A major milestone in the state's energy outlook was reached three years ago when electricity generated by rooftop solar panels began to surge through the giantOrange County Convention Center. What made that flow of electricity especially noteworthy was that the county, working with Orlando Utilities Commission and the Florida Solar Energy Center, had installed enough solar panels to reach the eye-opening, million-watt mark.

At the time, however, a 1-megawatt, rooftop system was seen as achievable mostly as a public-works project supported by taxpayers.

"We looked at solar in 2007, and it was cost-prohibitive," Darden spokesman Rich Jeffers said.

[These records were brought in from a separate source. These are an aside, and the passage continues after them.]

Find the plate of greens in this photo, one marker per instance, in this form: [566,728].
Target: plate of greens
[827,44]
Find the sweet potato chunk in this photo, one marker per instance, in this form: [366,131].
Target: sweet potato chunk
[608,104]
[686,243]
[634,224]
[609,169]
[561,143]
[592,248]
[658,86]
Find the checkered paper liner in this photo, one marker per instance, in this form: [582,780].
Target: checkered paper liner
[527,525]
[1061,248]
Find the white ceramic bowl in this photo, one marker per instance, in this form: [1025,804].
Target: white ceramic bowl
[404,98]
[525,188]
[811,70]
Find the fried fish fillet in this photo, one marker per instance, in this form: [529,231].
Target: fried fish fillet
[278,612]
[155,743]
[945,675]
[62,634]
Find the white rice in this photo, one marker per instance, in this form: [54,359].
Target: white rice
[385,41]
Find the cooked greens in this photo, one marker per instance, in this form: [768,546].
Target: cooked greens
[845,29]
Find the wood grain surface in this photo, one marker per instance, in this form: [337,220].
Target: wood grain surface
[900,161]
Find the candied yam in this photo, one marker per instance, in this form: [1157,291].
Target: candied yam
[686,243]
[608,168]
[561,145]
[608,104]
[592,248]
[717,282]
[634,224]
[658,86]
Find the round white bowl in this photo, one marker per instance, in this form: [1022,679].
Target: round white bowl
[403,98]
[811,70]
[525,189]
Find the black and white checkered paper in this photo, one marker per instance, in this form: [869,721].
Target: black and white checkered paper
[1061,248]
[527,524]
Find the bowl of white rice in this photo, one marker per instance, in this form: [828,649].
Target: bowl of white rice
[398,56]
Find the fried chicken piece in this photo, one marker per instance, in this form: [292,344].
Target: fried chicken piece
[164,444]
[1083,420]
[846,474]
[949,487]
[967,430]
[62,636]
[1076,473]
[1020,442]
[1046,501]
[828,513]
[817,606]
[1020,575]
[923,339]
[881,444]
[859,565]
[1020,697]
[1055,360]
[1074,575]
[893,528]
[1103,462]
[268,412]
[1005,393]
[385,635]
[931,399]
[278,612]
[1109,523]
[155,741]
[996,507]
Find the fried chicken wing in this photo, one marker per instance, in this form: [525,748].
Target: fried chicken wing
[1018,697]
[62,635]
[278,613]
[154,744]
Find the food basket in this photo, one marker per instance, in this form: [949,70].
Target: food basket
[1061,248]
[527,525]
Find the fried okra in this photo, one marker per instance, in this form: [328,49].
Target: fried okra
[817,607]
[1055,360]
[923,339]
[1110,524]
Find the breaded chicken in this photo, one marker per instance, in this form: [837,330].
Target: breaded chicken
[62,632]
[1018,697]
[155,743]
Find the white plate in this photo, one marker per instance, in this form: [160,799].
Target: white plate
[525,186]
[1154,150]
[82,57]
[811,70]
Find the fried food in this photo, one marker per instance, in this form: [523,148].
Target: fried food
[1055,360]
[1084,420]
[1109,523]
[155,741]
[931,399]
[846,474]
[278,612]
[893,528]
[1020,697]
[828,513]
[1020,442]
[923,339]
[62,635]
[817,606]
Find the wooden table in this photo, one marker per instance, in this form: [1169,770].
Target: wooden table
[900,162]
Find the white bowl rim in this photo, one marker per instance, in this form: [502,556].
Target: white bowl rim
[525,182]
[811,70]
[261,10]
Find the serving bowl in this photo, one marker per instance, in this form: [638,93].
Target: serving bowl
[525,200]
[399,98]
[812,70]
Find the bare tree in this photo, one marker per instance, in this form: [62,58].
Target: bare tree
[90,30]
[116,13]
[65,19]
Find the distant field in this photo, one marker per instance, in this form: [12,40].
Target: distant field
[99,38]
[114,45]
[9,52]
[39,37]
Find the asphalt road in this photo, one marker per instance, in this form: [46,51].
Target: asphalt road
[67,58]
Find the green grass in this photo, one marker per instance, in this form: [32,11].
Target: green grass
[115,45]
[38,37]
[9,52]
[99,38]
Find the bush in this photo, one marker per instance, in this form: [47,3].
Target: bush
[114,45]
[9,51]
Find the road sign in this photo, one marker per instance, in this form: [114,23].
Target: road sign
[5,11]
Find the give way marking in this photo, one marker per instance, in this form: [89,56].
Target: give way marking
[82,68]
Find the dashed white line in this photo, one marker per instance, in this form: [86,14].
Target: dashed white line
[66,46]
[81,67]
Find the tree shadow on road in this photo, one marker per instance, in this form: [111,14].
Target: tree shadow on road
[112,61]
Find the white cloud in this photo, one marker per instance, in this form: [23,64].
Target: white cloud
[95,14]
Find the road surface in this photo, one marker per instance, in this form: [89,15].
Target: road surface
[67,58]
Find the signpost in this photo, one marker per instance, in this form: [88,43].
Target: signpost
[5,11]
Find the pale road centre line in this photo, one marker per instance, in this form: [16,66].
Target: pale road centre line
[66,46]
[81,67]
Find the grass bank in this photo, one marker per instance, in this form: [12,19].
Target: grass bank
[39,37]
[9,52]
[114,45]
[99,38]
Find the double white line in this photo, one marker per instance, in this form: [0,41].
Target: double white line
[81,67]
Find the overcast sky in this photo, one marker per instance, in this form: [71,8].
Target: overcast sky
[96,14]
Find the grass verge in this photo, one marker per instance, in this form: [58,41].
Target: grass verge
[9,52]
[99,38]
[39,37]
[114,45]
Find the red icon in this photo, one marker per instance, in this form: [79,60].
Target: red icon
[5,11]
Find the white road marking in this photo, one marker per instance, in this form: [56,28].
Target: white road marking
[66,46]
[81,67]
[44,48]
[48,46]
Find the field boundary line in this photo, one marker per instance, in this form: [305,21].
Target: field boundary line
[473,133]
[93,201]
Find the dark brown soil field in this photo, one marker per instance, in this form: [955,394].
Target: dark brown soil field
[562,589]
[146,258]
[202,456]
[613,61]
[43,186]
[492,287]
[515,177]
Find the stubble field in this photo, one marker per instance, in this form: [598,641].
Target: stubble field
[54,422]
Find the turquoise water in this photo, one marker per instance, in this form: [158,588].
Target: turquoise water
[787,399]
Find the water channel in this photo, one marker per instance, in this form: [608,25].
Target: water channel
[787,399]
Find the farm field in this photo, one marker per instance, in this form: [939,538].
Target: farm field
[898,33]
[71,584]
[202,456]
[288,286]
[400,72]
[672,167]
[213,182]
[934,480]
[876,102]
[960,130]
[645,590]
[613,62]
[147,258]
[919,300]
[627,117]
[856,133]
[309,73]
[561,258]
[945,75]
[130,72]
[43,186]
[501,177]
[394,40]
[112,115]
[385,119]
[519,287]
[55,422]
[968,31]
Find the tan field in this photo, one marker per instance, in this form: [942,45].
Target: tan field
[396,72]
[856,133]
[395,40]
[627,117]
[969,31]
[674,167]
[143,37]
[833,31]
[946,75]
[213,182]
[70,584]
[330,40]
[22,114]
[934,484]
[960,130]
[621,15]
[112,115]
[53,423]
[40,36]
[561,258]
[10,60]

So the company proceeded with building its $152 million headquarters — just a few miles east of the convention center, on the BeachLine Expressway — and opened the 469,000-square-foot facility without solar in late 2009.

But the solar-energy industry has been noteworthy for two trends: making panels that are more and more efficient and able to pump out more current, and making panels that are getting less and less costly.

Jeffers said Darden took another look at solar energy in 2010 and concluded that it had become worthwhile economically — and the right thing to do for social and environmental reasons. A Jacksonville-based contractor, Kenyon Energy, installed the first of 4,404 panels in September and finished the job 105 days later, covering both the garage and part of the main building.

When Darden officials dedicate the canopy of panels today, they will be standing under the largest privately owned solar array in the state.

At a cost of $5.6 million, it could pay for itself within 10 to 12 years, "depending on weather," Jeffers said. Progress Energy, the utility that serves Darden's headquarters, will give the company a conservation rebate of $260,000.

Darden's solar plant is designed to produce 1.9 million kilowatt-hours of electricity a year. That's enough to supply more than 160 homes or, more to the point, as much as 20 percent of the electricity used at company headquarters.

The convention center's array, slightly smaller than Darden's, has been producing about 1.5 million kilowatt-hours a year. That system cost $7.5 million.

Jerry Daigle, senior project manager at the convention center, said the solar-power system was viewed back in 2009 as more than just a producer of clean energy for a county facility.

"If we don't do these technologies when they are new or emerging, then obviously we're never going to get the point where they are going to be economical," Daigle said.